Which brings me back to my reluctant conclusion: Since the American voting system lacks the most fundamental condition of electoral democracy--that every citizen has a reasonable certainty his or her vote will be counted as it was cast--it is an insult to democracy, and to one's self, to participate in it. The most effective electoral tactic for leftists is not to vote.
I don't, of course, mean sitting home and sulking. (I'm not quite going George Carlin, although he is spot on about who gets to complain.) I mean a public, organized boycott that demands the electoral system be reformed in such a way to earn the public's confidence, a way that gives a consistently reasonable assurance that your vote will count for whom it is cast.
Let's stipulate for the moment that we're talking about the presidential election, and that the more local the election, the better is the possibility of detecting and avoiding fraud and the more chance there is for your vote to make a real difference. No elections in the United States are more important than School Board elections. The presidential election is an obscene carnival anyway, and its only real use for leftists is the opportunity it gives to organize around issues that have the media attention usually reserved for Kim and Kanye.
Leftists do, of course, use that opportunity to highlight important social and political issues, but also spend way too much time arguing about which "lesser evil" to vote for. Every erg of that energy would be better spent putting forth--alongside all the other important issues--a critique of, and a set of proposals for fixing, the fundamentally undemocratic electoral system--backed up by a refusal to participate in it until and unless it meets minimal democratic standard of transparency and trustworthiness. Every demonstration during an election should include and forefront those demands, which would be attractive to every citizen who has a sincere commitment to democracy.
In terms of the voting and counting process these demands should include: All voting by paper ballot; all votes hand-counted in the polling place in front of representatives of the candidates, parties, and however many voters can be accommodated on site--live-streamed to the public; results posted immediately, in hardcopy, in the precinct, available for anyone to photograph or copy, before any transmittal to a central clearinghouse or to media; results of every precinct posted, with public oversight, on freely available web sites; national media required to wait until all this is done before reporting winners and losers (There's no rush. It's not a process for the benefit off Wolf and Rachel!); strictly-enforced chain of custody of ballots and results; NO proprietary hardware or software anywhere in the process; entire process overseen by public, non-profit agencies and personnel. Every voter must be able to trace the path of his/her vote from the precinct to the final result.

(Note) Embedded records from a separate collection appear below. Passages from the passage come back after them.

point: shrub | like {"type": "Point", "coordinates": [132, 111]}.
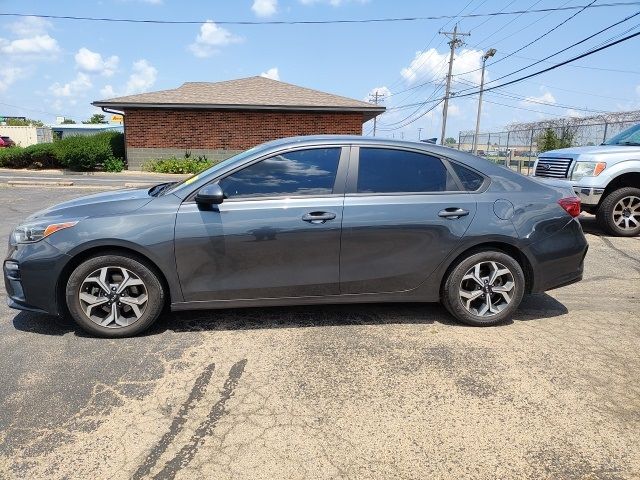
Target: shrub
{"type": "Point", "coordinates": [42, 155]}
{"type": "Point", "coordinates": [178, 165]}
{"type": "Point", "coordinates": [13, 157]}
{"type": "Point", "coordinates": [113, 164]}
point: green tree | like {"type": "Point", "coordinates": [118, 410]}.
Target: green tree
{"type": "Point", "coordinates": [96, 118]}
{"type": "Point", "coordinates": [14, 122]}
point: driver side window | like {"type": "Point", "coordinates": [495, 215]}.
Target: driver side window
{"type": "Point", "coordinates": [301, 172]}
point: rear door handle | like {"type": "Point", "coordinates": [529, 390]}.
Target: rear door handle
{"type": "Point", "coordinates": [453, 213]}
{"type": "Point", "coordinates": [318, 217]}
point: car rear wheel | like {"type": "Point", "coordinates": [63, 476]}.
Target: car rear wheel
{"type": "Point", "coordinates": [619, 212]}
{"type": "Point", "coordinates": [484, 289]}
{"type": "Point", "coordinates": [114, 296]}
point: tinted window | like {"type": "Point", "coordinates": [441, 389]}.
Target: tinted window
{"type": "Point", "coordinates": [386, 171]}
{"type": "Point", "coordinates": [304, 172]}
{"type": "Point", "coordinates": [470, 179]}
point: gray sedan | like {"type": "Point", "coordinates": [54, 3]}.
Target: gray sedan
{"type": "Point", "coordinates": [306, 220]}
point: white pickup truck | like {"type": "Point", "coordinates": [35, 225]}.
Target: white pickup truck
{"type": "Point", "coordinates": [605, 177]}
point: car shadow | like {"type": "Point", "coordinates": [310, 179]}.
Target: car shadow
{"type": "Point", "coordinates": [533, 307]}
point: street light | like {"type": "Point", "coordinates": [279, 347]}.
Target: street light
{"type": "Point", "coordinates": [490, 53]}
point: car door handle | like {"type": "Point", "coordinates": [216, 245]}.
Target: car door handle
{"type": "Point", "coordinates": [318, 217]}
{"type": "Point", "coordinates": [453, 213]}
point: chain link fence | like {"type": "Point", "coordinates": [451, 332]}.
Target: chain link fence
{"type": "Point", "coordinates": [518, 148]}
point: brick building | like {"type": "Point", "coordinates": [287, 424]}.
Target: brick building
{"type": "Point", "coordinates": [221, 119]}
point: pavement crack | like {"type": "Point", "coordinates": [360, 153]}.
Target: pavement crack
{"type": "Point", "coordinates": [189, 450]}
{"type": "Point", "coordinates": [196, 394]}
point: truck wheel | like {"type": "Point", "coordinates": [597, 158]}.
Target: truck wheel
{"type": "Point", "coordinates": [619, 212]}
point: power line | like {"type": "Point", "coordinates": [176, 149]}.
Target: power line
{"type": "Point", "coordinates": [536, 39]}
{"type": "Point", "coordinates": [557, 65]}
{"type": "Point", "coordinates": [320, 22]}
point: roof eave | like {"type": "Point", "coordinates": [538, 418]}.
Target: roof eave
{"type": "Point", "coordinates": [122, 105]}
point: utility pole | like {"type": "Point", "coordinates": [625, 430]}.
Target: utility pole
{"type": "Point", "coordinates": [454, 43]}
{"type": "Point", "coordinates": [375, 97]}
{"type": "Point", "coordinates": [490, 53]}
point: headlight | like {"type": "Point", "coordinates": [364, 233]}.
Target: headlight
{"type": "Point", "coordinates": [587, 169]}
{"type": "Point", "coordinates": [33, 232]}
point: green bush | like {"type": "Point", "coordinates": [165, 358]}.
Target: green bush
{"type": "Point", "coordinates": [113, 164]}
{"type": "Point", "coordinates": [178, 165]}
{"type": "Point", "coordinates": [13, 157]}
{"type": "Point", "coordinates": [42, 155]}
{"type": "Point", "coordinates": [89, 152]}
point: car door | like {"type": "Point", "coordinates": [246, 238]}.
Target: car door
{"type": "Point", "coordinates": [276, 234]}
{"type": "Point", "coordinates": [404, 212]}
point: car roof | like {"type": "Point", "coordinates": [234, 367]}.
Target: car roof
{"type": "Point", "coordinates": [479, 163]}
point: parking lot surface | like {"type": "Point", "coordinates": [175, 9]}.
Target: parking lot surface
{"type": "Point", "coordinates": [362, 391]}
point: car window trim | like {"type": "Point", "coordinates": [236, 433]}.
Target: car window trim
{"type": "Point", "coordinates": [354, 165]}
{"type": "Point", "coordinates": [338, 184]}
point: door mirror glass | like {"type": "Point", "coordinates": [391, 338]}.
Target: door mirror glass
{"type": "Point", "coordinates": [210, 195]}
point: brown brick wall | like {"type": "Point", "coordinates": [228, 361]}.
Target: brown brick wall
{"type": "Point", "coordinates": [229, 129]}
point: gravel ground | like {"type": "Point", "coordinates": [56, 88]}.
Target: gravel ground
{"type": "Point", "coordinates": [364, 391]}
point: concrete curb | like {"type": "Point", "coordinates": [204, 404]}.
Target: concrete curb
{"type": "Point", "coordinates": [34, 183]}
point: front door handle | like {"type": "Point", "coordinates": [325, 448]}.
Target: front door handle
{"type": "Point", "coordinates": [453, 213]}
{"type": "Point", "coordinates": [318, 217]}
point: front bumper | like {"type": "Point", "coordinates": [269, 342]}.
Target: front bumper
{"type": "Point", "coordinates": [589, 195]}
{"type": "Point", "coordinates": [31, 274]}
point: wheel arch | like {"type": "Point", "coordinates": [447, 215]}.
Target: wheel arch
{"type": "Point", "coordinates": [498, 245]}
{"type": "Point", "coordinates": [90, 251]}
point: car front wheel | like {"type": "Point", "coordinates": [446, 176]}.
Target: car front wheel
{"type": "Point", "coordinates": [114, 296]}
{"type": "Point", "coordinates": [484, 289]}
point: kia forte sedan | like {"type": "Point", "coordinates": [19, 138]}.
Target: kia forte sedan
{"type": "Point", "coordinates": [305, 220]}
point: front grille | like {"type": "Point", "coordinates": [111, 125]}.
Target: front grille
{"type": "Point", "coordinates": [553, 167]}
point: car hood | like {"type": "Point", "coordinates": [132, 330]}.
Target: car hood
{"type": "Point", "coordinates": [98, 204]}
{"type": "Point", "coordinates": [592, 150]}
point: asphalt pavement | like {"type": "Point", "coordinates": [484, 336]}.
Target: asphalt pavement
{"type": "Point", "coordinates": [363, 391]}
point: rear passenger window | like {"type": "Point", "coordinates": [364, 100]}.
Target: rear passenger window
{"type": "Point", "coordinates": [382, 170]}
{"type": "Point", "coordinates": [470, 179]}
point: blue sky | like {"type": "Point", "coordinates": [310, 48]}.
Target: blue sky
{"type": "Point", "coordinates": [57, 67]}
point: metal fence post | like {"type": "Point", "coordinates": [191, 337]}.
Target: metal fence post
{"type": "Point", "coordinates": [507, 157]}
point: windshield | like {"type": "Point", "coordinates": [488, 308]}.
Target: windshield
{"type": "Point", "coordinates": [240, 156]}
{"type": "Point", "coordinates": [630, 136]}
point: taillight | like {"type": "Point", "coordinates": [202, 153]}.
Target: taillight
{"type": "Point", "coordinates": [571, 205]}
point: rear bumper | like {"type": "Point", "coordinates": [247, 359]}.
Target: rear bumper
{"type": "Point", "coordinates": [559, 258]}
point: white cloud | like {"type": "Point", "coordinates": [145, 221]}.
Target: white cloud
{"type": "Point", "coordinates": [431, 65]}
{"type": "Point", "coordinates": [211, 38]}
{"type": "Point", "coordinates": [30, 27]}
{"type": "Point", "coordinates": [334, 3]}
{"type": "Point", "coordinates": [92, 62]}
{"type": "Point", "coordinates": [142, 77]}
{"type": "Point", "coordinates": [272, 73]}
{"type": "Point", "coordinates": [38, 45]}
{"type": "Point", "coordinates": [9, 75]}
{"type": "Point", "coordinates": [78, 85]}
{"type": "Point", "coordinates": [546, 97]}
{"type": "Point", "coordinates": [107, 92]}
{"type": "Point", "coordinates": [264, 8]}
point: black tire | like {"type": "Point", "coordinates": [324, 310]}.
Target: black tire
{"type": "Point", "coordinates": [453, 287]}
{"type": "Point", "coordinates": [607, 212]}
{"type": "Point", "coordinates": [151, 286]}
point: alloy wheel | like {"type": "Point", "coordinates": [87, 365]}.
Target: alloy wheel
{"type": "Point", "coordinates": [113, 297]}
{"type": "Point", "coordinates": [626, 213]}
{"type": "Point", "coordinates": [487, 288]}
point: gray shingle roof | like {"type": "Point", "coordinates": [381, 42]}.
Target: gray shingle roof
{"type": "Point", "coordinates": [246, 93]}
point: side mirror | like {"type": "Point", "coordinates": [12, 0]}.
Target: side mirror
{"type": "Point", "coordinates": [210, 195]}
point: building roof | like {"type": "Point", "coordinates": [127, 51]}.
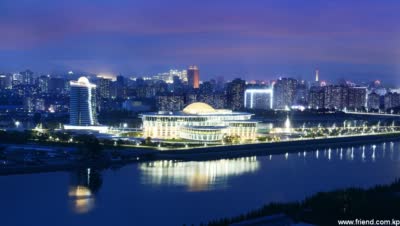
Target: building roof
{"type": "Point", "coordinates": [198, 108]}
{"type": "Point", "coordinates": [82, 82]}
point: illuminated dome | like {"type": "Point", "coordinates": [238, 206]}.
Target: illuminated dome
{"type": "Point", "coordinates": [83, 80]}
{"type": "Point", "coordinates": [198, 108]}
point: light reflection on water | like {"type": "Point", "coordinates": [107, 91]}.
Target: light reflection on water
{"type": "Point", "coordinates": [215, 174]}
{"type": "Point", "coordinates": [197, 175]}
{"type": "Point", "coordinates": [157, 193]}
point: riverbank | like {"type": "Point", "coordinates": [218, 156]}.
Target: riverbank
{"type": "Point", "coordinates": [70, 161]}
{"type": "Point", "coordinates": [120, 156]}
{"type": "Point", "coordinates": [281, 147]}
{"type": "Point", "coordinates": [327, 208]}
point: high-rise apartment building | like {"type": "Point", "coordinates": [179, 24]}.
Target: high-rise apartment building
{"type": "Point", "coordinates": [83, 103]}
{"type": "Point", "coordinates": [193, 76]}
{"type": "Point", "coordinates": [259, 99]}
{"type": "Point", "coordinates": [284, 92]}
{"type": "Point", "coordinates": [235, 94]}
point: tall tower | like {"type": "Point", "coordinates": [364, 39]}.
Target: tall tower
{"type": "Point", "coordinates": [82, 110]}
{"type": "Point", "coordinates": [193, 77]}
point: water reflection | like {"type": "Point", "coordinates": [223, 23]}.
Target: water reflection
{"type": "Point", "coordinates": [84, 185]}
{"type": "Point", "coordinates": [197, 175]}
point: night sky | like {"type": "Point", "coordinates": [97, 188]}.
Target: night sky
{"type": "Point", "coordinates": [355, 40]}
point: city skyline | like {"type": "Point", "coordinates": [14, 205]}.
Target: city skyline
{"type": "Point", "coordinates": [257, 40]}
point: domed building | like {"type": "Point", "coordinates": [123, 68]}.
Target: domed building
{"type": "Point", "coordinates": [199, 122]}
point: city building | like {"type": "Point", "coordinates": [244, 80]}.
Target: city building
{"type": "Point", "coordinates": [83, 103]}
{"type": "Point", "coordinates": [316, 97]}
{"type": "Point", "coordinates": [120, 87]}
{"type": "Point", "coordinates": [170, 102]}
{"type": "Point", "coordinates": [392, 100]}
{"type": "Point", "coordinates": [199, 122]}
{"type": "Point", "coordinates": [284, 93]}
{"type": "Point", "coordinates": [104, 87]}
{"type": "Point", "coordinates": [357, 98]}
{"type": "Point", "coordinates": [193, 76]}
{"type": "Point", "coordinates": [235, 94]}
{"type": "Point", "coordinates": [336, 97]}
{"type": "Point", "coordinates": [27, 77]}
{"type": "Point", "coordinates": [373, 102]}
{"type": "Point", "coordinates": [259, 99]}
{"type": "Point", "coordinates": [5, 81]}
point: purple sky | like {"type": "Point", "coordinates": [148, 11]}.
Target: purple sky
{"type": "Point", "coordinates": [253, 39]}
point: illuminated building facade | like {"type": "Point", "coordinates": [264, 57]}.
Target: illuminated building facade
{"type": "Point", "coordinates": [261, 99]}
{"type": "Point", "coordinates": [83, 103]}
{"type": "Point", "coordinates": [193, 76]}
{"type": "Point", "coordinates": [284, 92]}
{"type": "Point", "coordinates": [199, 122]}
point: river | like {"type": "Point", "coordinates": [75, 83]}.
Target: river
{"type": "Point", "coordinates": [177, 193]}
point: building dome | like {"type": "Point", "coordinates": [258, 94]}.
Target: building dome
{"type": "Point", "coordinates": [198, 108]}
{"type": "Point", "coordinates": [83, 80]}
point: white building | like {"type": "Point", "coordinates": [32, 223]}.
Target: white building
{"type": "Point", "coordinates": [199, 122]}
{"type": "Point", "coordinates": [261, 99]}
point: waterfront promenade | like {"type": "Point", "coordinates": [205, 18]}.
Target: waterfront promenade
{"type": "Point", "coordinates": [127, 155]}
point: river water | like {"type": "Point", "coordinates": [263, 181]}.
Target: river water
{"type": "Point", "coordinates": [177, 193]}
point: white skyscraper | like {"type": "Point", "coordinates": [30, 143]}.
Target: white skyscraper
{"type": "Point", "coordinates": [83, 103]}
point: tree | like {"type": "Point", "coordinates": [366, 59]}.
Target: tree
{"type": "Point", "coordinates": [91, 148]}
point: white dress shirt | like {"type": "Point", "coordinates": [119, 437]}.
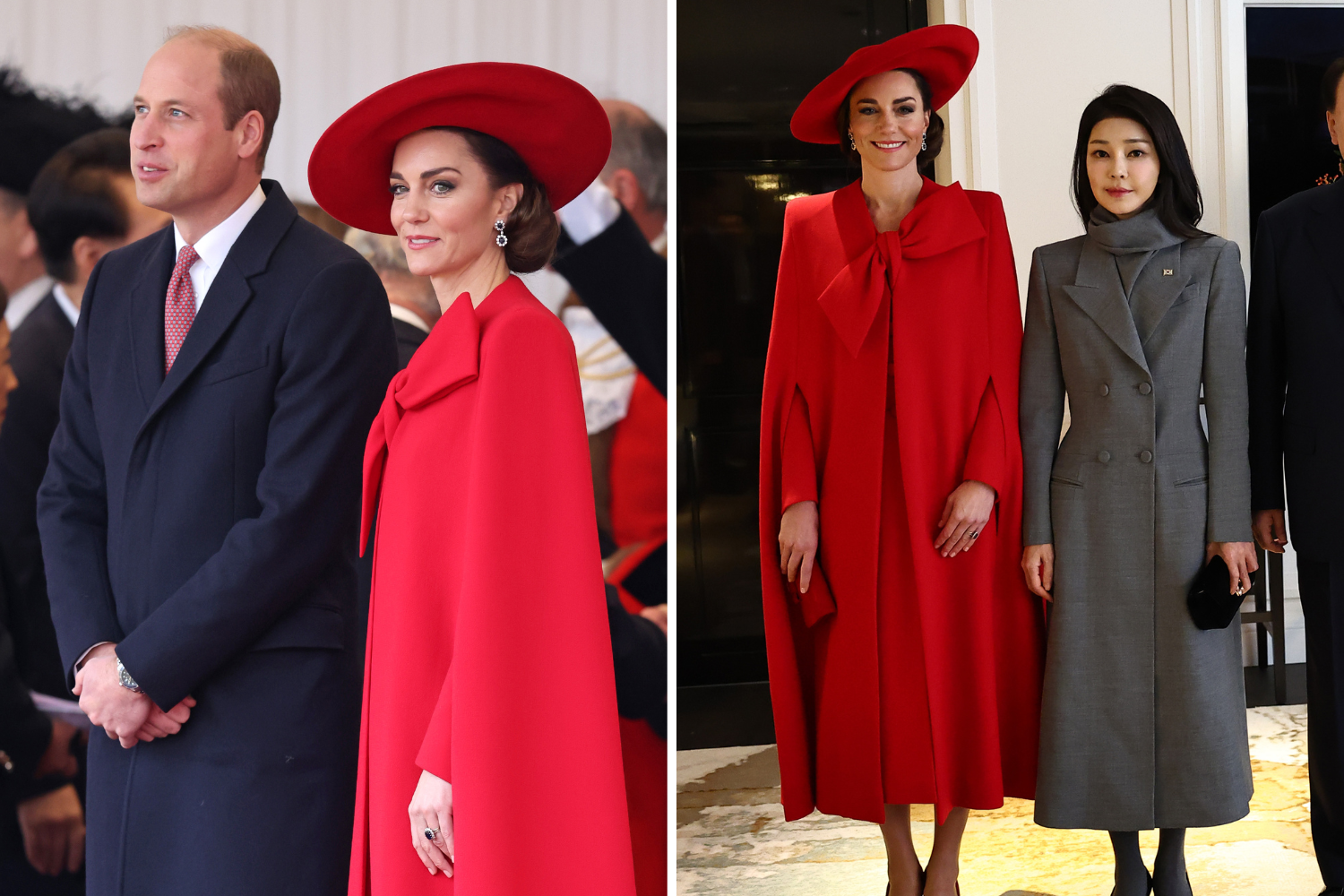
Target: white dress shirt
{"type": "Point", "coordinates": [64, 303]}
{"type": "Point", "coordinates": [24, 300]}
{"type": "Point", "coordinates": [214, 246]}
{"type": "Point", "coordinates": [212, 249]}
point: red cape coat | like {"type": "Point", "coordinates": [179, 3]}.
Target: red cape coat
{"type": "Point", "coordinates": [956, 338]}
{"type": "Point", "coordinates": [489, 659]}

There's plenty of new technology here--smartphone cameras, live-streaming, web posting--that can enhance democratic transparency. These are the uses to which that technology should be put, rather than in the service of opaque, proprietary profit-generating apparatuses that hide what's going on from the public.
As part of a movement for election integrity, these kinds of demands can be linked with all the more general demands the left has been making: for an end to voter caging and suppression, for full enforcement of the Voting Rights Act, for an elimination of the electoral college, for public funding, for an end to discriminatory ballot laws, for an end to gerrymandering, for independent management of debates, for instant and automatic voter registration, for some kind of Instant Runoff Voting, for extended voting days, etc.